Craven Infused His Franchise with New Ideas
By the time most horror franchises reach their seventh or eighth sequels, they’re either getting dumped straight onto to video and streaming platforms (see the Hellraiser franchise) or they’re jettisoning their story into space (Friday the 13th and, yes, Hellraiser again). Craven deserves a lot of credit for infusing what was the seventh film in the franchise with fresh and interesting ideas.
Perhaps the most brilliant theme that Craven weaves into a New Nightmare is the idea that Freddy Krueger is actually a long-existing supernatural entity that has latched onto and been contained by the Elm Street films. He adopts a ‘fairy tale’ approach to his story-telling. This dark fairy tale theme connects well with the film’s meta-approach, raising questions about the function of horror films. In one scene, during a talk show interview, Heather Langenkamp is asked if she has a problem with the horror genre and whether she would let her son watch her films. It touches on a question that gives this Elm Street sequel a subtextual layer missing from most horror sequels.
Like fairy tales, horror films arguably help us confront social anxieties and fear
Like fairy tales, horror films arguably help us confront social anxieties and fear, which Craven addresses in a New Nightmare. Many of the fictional monsters we’ve created – from Leatherface to Dracula – have been assembled in part from real-life horrors in the past. Film critics and scholars alike have argued that this ‘fictionalization’ of real atrocities gives peoples a safe outlet for confronting and exploring their fears.
A New Nightmare Made Freddy Scary Again
Aside from these innovations in storytelling and deeper meanings embedded in the film, a New Nightmare did something else remarkable – it made Freddy Krueger scary again. Over the course of the sequels, Freddy increasingly took center stage, emerging from the shadows he was largely confined to in the first two films. With each sequel, the burned monster also became more and more clownish, drawing laughs but not many scares.
A New Nightmare is actually a scary film; the first truly scary Elm Street film since Dream Warriors. Craven crafts several frightening and disturbing moments in this sequel that call back to the first A Nightmare on Elm Street. Heather’s funeral nightmare and the image of Freddy pulling her son into a casket is haunting. Freddy’s later hospital appearance – a clever reference to Tina’s death in the first film – is among the scarier moments in the franchise.

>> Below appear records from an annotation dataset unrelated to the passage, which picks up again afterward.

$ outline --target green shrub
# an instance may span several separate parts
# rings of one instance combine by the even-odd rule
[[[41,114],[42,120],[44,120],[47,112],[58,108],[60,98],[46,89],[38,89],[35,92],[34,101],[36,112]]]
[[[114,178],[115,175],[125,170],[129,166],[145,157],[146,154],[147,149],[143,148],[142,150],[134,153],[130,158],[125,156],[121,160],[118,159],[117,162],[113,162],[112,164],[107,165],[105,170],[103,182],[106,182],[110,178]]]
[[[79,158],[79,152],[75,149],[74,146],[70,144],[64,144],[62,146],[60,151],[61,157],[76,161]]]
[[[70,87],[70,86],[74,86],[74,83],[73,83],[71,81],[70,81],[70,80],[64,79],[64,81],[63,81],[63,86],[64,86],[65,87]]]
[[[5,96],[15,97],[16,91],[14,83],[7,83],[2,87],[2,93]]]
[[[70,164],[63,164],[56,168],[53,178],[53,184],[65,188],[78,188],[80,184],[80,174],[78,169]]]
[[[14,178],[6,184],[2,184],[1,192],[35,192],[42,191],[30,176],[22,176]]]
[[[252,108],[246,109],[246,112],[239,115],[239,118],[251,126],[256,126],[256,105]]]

A Sequel That Has Earned Its Re-Evaluation
Fortunately, horror fans and critics have re-discovered Wes Craven’s New Nightmare in recent years. The sequel has been re-evaluated as part of this re-discovery and, thankfully, has increasingly been credited as one of Craven’s more classic efforts. Elm Street fans may still select the original film and Dream Warriors as the franchise’s best films, but Craven crafted a classic horror film that stands on its own by taking risks and experimenting.